Kamui Kobayashi, Sauber
2010 Qualifying – 23rd, 2010 Race – 9th

“I have good memories of Budapest from last year. I started from 23rd on the grid and was able to overtake quite a few competitors and end up ninth. It was really a brilliant race. It’s a very technical track with mainly medium speed and slow corners. The straight is quite short, therefore in the past it was very difficult to overtake, but this year we have the DRS which will help us to put on a more exciting race for the fans. Often the temperatures in Budapest are very high, so tyre management will be crucial and tricky. But so far this season our car has been quite kind to its tyres, so we should be in a strong position to score a good result.”

Sergio Perez, Sauber
2010 Qualifying – n/a, 2010 Race – n/a

“To me the Hungaroring is a very good, technical and slow circuit. Traction and braking stability are very important. It is physically pretty demanding, and it has a really nice atmosphere. I believe it should be a good track for us, and I definitely want to score points there before the summer break. Last year I was fighting for the GP2 championship at the Hungaroring, and I must admit it wasn’t such a good weekend. I finished third in the first race, but crashed in the second. Off the track I also like the city a lot, as it is a very nice and enjoyable place to be.”

James Key, Sauber technical director
“The Hungaroring is a long established circuit which the teams know well. It’s a fairly low speed track with lots of medium and low speed corners, but all of them are quite flowing rather than stop start. It’s one of the high downforce circuits during the year. Not as high as Monaco, but certainly higher than the majority of circuits. It’s one of those tracks which is either a favourite of teams and drivers or not. But generally for me it’s a place I enjoy going to. It will be an interesting event because we will have the soft and super soft tyre compounds, which we haven’t run since Canada. These are tyres which I think will work very well there. It is usually fairly hot there, so the ambient and track temperatures play a role in the way the tyres work and how you have to operate your car.
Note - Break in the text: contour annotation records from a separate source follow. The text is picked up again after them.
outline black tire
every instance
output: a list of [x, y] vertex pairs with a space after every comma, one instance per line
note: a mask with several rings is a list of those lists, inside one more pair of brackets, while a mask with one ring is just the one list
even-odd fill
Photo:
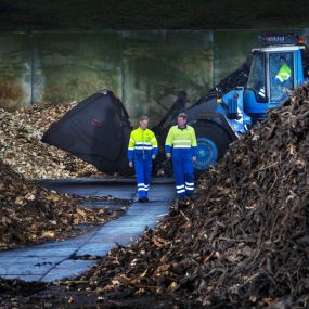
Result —
[[197, 139], [197, 163], [194, 164], [194, 169], [198, 175], [226, 154], [232, 139], [224, 128], [213, 121], [197, 121], [192, 127]]

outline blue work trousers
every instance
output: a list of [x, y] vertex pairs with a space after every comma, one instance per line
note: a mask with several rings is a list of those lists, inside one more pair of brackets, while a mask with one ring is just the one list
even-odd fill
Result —
[[147, 197], [152, 176], [151, 155], [134, 155], [134, 167], [137, 173], [139, 197]]
[[192, 195], [194, 193], [194, 173], [191, 151], [173, 150], [172, 165], [177, 197]]

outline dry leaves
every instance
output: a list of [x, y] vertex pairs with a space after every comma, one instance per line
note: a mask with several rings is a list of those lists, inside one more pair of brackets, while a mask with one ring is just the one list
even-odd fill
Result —
[[193, 203], [113, 249], [83, 287], [180, 308], [308, 308], [308, 111], [305, 86], [230, 147]]
[[40, 141], [49, 126], [76, 104], [40, 103], [14, 113], [0, 108], [0, 158], [29, 179], [102, 175], [95, 167]]
[[[27, 243], [64, 240], [78, 231], [76, 226], [104, 223], [124, 214], [119, 210], [78, 208], [86, 198], [61, 195], [35, 185], [0, 159], [0, 250]], [[110, 201], [111, 197], [93, 197]], [[89, 198], [87, 198], [89, 199]]]

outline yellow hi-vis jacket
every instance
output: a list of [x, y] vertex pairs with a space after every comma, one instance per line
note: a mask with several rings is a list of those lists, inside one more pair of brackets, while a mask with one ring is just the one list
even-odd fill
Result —
[[181, 129], [178, 125], [172, 126], [166, 138], [165, 152], [170, 153], [171, 147], [173, 149], [173, 154], [179, 151], [184, 151], [190, 152], [192, 156], [195, 156], [197, 142], [194, 128], [186, 126]]
[[292, 70], [289, 66], [285, 63], [280, 67], [279, 73], [276, 74], [275, 78], [278, 78], [280, 82], [283, 82], [291, 77], [291, 73]]
[[157, 155], [157, 140], [154, 132], [150, 129], [142, 130], [141, 127], [131, 132], [128, 159], [133, 160], [134, 156], [142, 156], [143, 158], [152, 155]]

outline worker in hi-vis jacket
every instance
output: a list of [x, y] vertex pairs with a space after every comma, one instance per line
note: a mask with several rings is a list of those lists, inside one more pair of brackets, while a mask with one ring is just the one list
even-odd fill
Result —
[[140, 126], [130, 134], [128, 146], [129, 166], [136, 169], [139, 202], [149, 202], [152, 176], [152, 160], [157, 155], [157, 140], [154, 132], [147, 129], [149, 117], [140, 117]]
[[180, 199], [192, 197], [194, 193], [193, 162], [196, 160], [196, 149], [194, 128], [186, 125], [186, 114], [180, 113], [177, 125], [169, 129], [165, 142], [166, 156], [172, 157], [176, 192]]

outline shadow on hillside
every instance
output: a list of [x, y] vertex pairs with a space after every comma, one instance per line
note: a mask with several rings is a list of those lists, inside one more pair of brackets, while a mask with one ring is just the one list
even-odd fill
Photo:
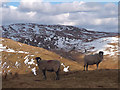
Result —
[[60, 80], [55, 73], [47, 72], [47, 80], [42, 74], [19, 74], [3, 79], [3, 88], [118, 88], [118, 69], [60, 72]]

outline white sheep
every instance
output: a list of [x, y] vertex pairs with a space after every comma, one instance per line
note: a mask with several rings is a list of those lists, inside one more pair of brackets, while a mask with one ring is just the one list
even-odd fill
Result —
[[86, 70], [88, 70], [88, 65], [93, 65], [96, 64], [97, 65], [97, 69], [98, 69], [98, 65], [99, 63], [103, 60], [103, 51], [100, 51], [97, 54], [91, 54], [91, 55], [85, 55], [84, 57], [84, 71], [85, 71], [85, 67]]

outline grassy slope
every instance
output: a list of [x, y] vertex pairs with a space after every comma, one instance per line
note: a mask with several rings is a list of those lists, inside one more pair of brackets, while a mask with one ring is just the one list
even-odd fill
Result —
[[3, 88], [117, 88], [118, 70], [92, 70], [61, 72], [60, 80], [54, 80], [54, 73], [47, 73], [47, 80], [40, 75], [19, 75], [3, 81]]
[[[83, 61], [78, 64], [77, 62], [65, 59], [58, 54], [47, 51], [43, 48], [20, 43], [22, 45], [21, 47], [18, 43], [19, 42], [15, 42], [10, 39], [3, 40], [3, 45], [7, 45], [8, 48], [16, 51], [30, 52], [31, 55], [35, 55], [34, 57], [30, 58], [40, 56], [42, 59], [47, 60], [58, 59], [65, 63], [65, 65], [69, 65], [71, 71], [69, 73], [61, 72], [61, 79], [59, 81], [54, 80], [54, 73], [47, 72], [48, 79], [45, 81], [42, 79], [42, 74], [34, 76], [33, 73], [28, 70], [28, 66], [23, 63], [24, 57], [27, 54], [2, 52], [3, 62], [6, 61], [9, 65], [11, 65], [12, 72], [19, 73], [18, 77], [8, 75], [7, 79], [3, 79], [3, 88], [116, 88], [118, 86], [118, 70], [112, 70], [113, 68], [117, 67], [117, 62], [112, 60], [110, 57], [105, 56], [106, 60], [100, 64], [100, 69], [102, 70], [83, 72], [81, 71], [83, 70]], [[78, 57], [82, 60], [83, 56]], [[19, 68], [14, 66], [16, 61], [22, 63]], [[95, 66], [90, 67], [91, 68], [89, 70], [96, 68]], [[104, 70], [104, 68], [109, 68], [111, 70]]]
[[[42, 59], [46, 59], [46, 60], [56, 59], [56, 60], [60, 60], [65, 65], [69, 65], [70, 70], [83, 69], [83, 66], [79, 65], [77, 62], [65, 59], [65, 58], [59, 56], [58, 54], [47, 51], [43, 48], [29, 46], [29, 45], [26, 45], [26, 44], [15, 42], [15, 41], [10, 40], [10, 39], [4, 39], [2, 41], [2, 43], [3, 43], [3, 46], [7, 45], [7, 48], [13, 49], [15, 51], [25, 51], [25, 52], [29, 52], [29, 55], [35, 55], [35, 56], [29, 57], [29, 58], [34, 59], [35, 57], [40, 56]], [[11, 69], [12, 72], [18, 72], [18, 73], [24, 74], [27, 71], [29, 72], [29, 70], [27, 68], [28, 66], [26, 66], [24, 64], [24, 60], [25, 60], [24, 57], [27, 56], [27, 55], [28, 54], [25, 54], [25, 53], [2, 52], [2, 61], [3, 61], [3, 63], [7, 62], [7, 64], [10, 66], [10, 68], [8, 68], [7, 70]], [[21, 66], [19, 68], [15, 67], [15, 62], [16, 61], [21, 63]], [[35, 65], [31, 65], [31, 67], [34, 67], [34, 66]]]

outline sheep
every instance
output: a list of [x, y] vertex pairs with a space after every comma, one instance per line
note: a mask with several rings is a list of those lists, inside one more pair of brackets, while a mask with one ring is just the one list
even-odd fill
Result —
[[86, 71], [88, 71], [88, 65], [97, 65], [97, 70], [98, 70], [98, 65], [99, 63], [103, 60], [103, 51], [99, 51], [97, 54], [91, 54], [91, 55], [85, 55], [84, 56], [84, 71], [86, 67]]
[[39, 67], [42, 71], [44, 79], [46, 80], [46, 71], [55, 72], [56, 80], [59, 80], [59, 71], [61, 63], [58, 60], [41, 60], [40, 57], [35, 58]]

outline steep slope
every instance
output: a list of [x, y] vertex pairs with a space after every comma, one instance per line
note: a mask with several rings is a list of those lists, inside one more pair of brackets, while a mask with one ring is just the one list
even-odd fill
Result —
[[[6, 38], [2, 38], [1, 40], [0, 51], [2, 52], [2, 61], [0, 64], [2, 64], [3, 74], [5, 72], [26, 74], [32, 71], [36, 75], [38, 68], [34, 58], [37, 56], [45, 60], [60, 60], [66, 67], [69, 66], [69, 70], [71, 71], [83, 68], [77, 62], [67, 60], [43, 48], [29, 46]], [[61, 71], [63, 71], [63, 68], [61, 68]]]
[[2, 37], [47, 50], [64, 50], [73, 48], [83, 52], [84, 44], [93, 40], [116, 36], [116, 33], [88, 31], [84, 28], [64, 25], [39, 25], [21, 23], [1, 26]]

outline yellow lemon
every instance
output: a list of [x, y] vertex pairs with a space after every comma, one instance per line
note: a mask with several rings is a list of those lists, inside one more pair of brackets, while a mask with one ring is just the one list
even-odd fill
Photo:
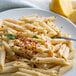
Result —
[[68, 17], [73, 11], [70, 0], [52, 0], [50, 3], [50, 9], [65, 17]]
[[68, 17], [73, 23], [76, 24], [76, 10], [73, 10], [73, 12]]

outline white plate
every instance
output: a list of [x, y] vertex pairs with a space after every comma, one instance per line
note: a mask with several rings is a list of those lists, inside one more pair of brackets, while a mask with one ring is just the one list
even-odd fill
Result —
[[[20, 18], [22, 16], [30, 15], [30, 14], [38, 14], [39, 16], [56, 16], [56, 20], [54, 23], [61, 29], [61, 26], [63, 28], [61, 29], [62, 32], [66, 32], [68, 34], [71, 34], [73, 38], [76, 38], [76, 27], [75, 25], [68, 19], [66, 19], [63, 16], [60, 16], [58, 14], [55, 14], [53, 12], [40, 10], [40, 9], [34, 9], [34, 8], [19, 8], [19, 9], [12, 9], [8, 11], [4, 11], [0, 13], [0, 19], [6, 19], [6, 18]], [[74, 45], [76, 45], [76, 42], [74, 42]], [[64, 76], [76, 76], [76, 67], [74, 67], [72, 70], [67, 72]]]

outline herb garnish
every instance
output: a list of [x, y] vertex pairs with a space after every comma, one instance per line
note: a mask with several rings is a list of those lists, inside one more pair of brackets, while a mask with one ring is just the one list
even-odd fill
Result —
[[11, 40], [18, 39], [18, 37], [13, 34], [5, 34], [5, 36], [7, 36]]
[[33, 38], [36, 38], [36, 39], [38, 39], [38, 37], [37, 37], [36, 35], [34, 35], [34, 36], [33, 36]]

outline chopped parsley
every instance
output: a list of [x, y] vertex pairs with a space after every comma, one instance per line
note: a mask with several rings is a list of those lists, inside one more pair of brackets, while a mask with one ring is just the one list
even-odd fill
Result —
[[38, 37], [37, 37], [36, 35], [34, 35], [34, 36], [33, 36], [33, 38], [36, 38], [36, 39], [38, 39]]
[[7, 36], [11, 40], [18, 39], [18, 37], [13, 34], [5, 34], [5, 36]]

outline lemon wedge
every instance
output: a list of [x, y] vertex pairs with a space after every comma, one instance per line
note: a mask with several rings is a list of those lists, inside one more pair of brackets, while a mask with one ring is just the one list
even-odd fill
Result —
[[70, 0], [52, 0], [50, 9], [58, 14], [68, 17], [73, 11]]
[[76, 10], [73, 10], [73, 12], [68, 17], [73, 23], [76, 24]]

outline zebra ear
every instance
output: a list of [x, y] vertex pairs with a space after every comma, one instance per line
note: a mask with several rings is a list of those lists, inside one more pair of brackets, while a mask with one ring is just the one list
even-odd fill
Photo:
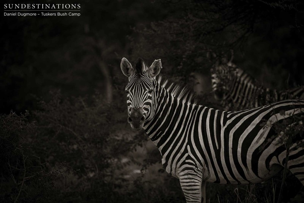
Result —
[[121, 68], [121, 71], [123, 72], [123, 75], [127, 77], [130, 77], [134, 71], [131, 64], [126, 58], [123, 58], [121, 59], [120, 68]]
[[151, 77], [155, 77], [158, 75], [161, 71], [161, 69], [163, 68], [161, 67], [161, 59], [155, 60], [151, 66], [148, 69], [149, 73]]

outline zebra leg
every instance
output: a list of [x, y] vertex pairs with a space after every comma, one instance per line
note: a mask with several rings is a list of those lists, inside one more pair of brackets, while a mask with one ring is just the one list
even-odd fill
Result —
[[[187, 203], [194, 202], [206, 203], [205, 192], [205, 183], [202, 184], [201, 177], [192, 174], [185, 174], [180, 177], [179, 182]], [[202, 188], [203, 189], [203, 201], [202, 201]]]

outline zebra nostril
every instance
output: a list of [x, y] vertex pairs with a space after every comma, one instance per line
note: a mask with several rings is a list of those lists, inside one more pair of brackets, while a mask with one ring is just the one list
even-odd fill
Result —
[[140, 122], [143, 122], [145, 121], [145, 117], [143, 116], [142, 116], [141, 118], [140, 118]]

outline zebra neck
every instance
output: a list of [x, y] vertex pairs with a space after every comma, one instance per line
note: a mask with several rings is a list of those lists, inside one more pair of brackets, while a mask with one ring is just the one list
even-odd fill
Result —
[[193, 110], [195, 106], [174, 97], [162, 87], [159, 89], [155, 115], [152, 120], [145, 123], [143, 128], [161, 151], [162, 145], [172, 135], [178, 136], [178, 132], [182, 127], [181, 121], [191, 114], [188, 112], [189, 109]]

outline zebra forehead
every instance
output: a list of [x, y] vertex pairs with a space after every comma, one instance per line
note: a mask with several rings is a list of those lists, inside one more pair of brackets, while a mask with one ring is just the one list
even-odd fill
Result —
[[148, 67], [141, 58], [139, 58], [135, 66], [135, 71], [138, 75], [140, 76], [145, 73]]

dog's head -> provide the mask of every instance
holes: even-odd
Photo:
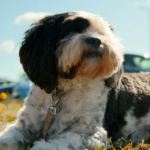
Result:
[[[123,54],[107,21],[72,12],[48,16],[26,31],[20,61],[31,81],[51,92],[59,77],[112,77],[122,67]]]

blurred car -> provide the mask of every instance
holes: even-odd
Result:
[[[150,72],[150,58],[135,54],[125,54],[124,72]]]
[[[21,78],[19,82],[13,87],[12,97],[23,100],[27,97],[30,90],[31,81],[27,76]]]
[[[7,79],[0,79],[0,94],[6,93],[7,95],[11,95],[16,82],[7,80]]]

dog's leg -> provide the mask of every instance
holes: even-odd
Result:
[[[31,150],[95,150],[100,146],[105,147],[108,142],[106,132],[104,130],[102,132],[97,132],[92,136],[65,132],[47,141],[35,142]]]
[[[14,124],[0,133],[0,150],[19,149],[19,141],[27,144],[30,140],[38,140],[40,131],[50,105],[50,94],[32,85],[23,108],[19,111]]]

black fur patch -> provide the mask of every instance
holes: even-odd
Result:
[[[59,39],[63,39],[69,34],[82,33],[89,26],[89,21],[81,17],[77,17],[74,20],[67,20],[61,26]]]
[[[150,108],[150,74],[124,74],[119,88],[110,91],[104,127],[113,141],[122,136],[121,128],[128,110],[133,108],[136,118],[143,117]]]
[[[20,48],[20,62],[32,82],[46,92],[58,84],[57,49],[61,25],[68,14],[45,17],[26,31]]]

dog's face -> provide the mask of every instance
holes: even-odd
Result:
[[[31,81],[48,92],[58,77],[111,77],[121,69],[123,54],[107,21],[72,12],[46,17],[28,30],[20,60]]]

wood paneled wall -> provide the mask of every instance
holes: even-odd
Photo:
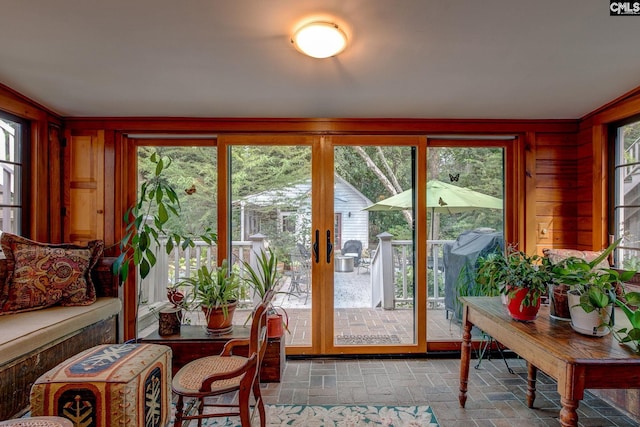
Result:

It’s also a track which has never been particularly easy for overtaking, so qualifying and race strategy will probably play quite an important part. If the temperatures are high, and tyre degradation is also high we could well see a number of different strategies being played out. We will have the same configuration of car as at the Nurburgring because it’s only one week later, but we feel it’s probably a circuit where the car could work well with the right conditions, and we are looking forward to going there.”

Paul Hembery, Pirelli’s motorsport director
“Hungary certainly couldn’t be more different to the races we have seen recently, as we found out when we went to the Hungaroring for our first season of the GP3 series last year. However, as the GP3 tyres are completely different to those we race in Formula One, there’s not much that we learned apart from an initial idea of what to expect: high temperatures and a slippery track surface. The big challenge for the teams and drivers is going to be keeping tyre wear under control in the warm conditions, but we have used the P Zero Yellow soft tyre in warm weather before and it has shown good performance. The super-soft tyre is almost certain to result in some quick qualifying laps but obviously it doesn’t have the same resistance to wear. How the teams juggle the parameters of speed and durability will once again form the key to their different strategies. There has been plenty of drama at the Hungaroring in the past and with so many new elements to the racing this year, I hope we’re in for another exciting Grand Prix.”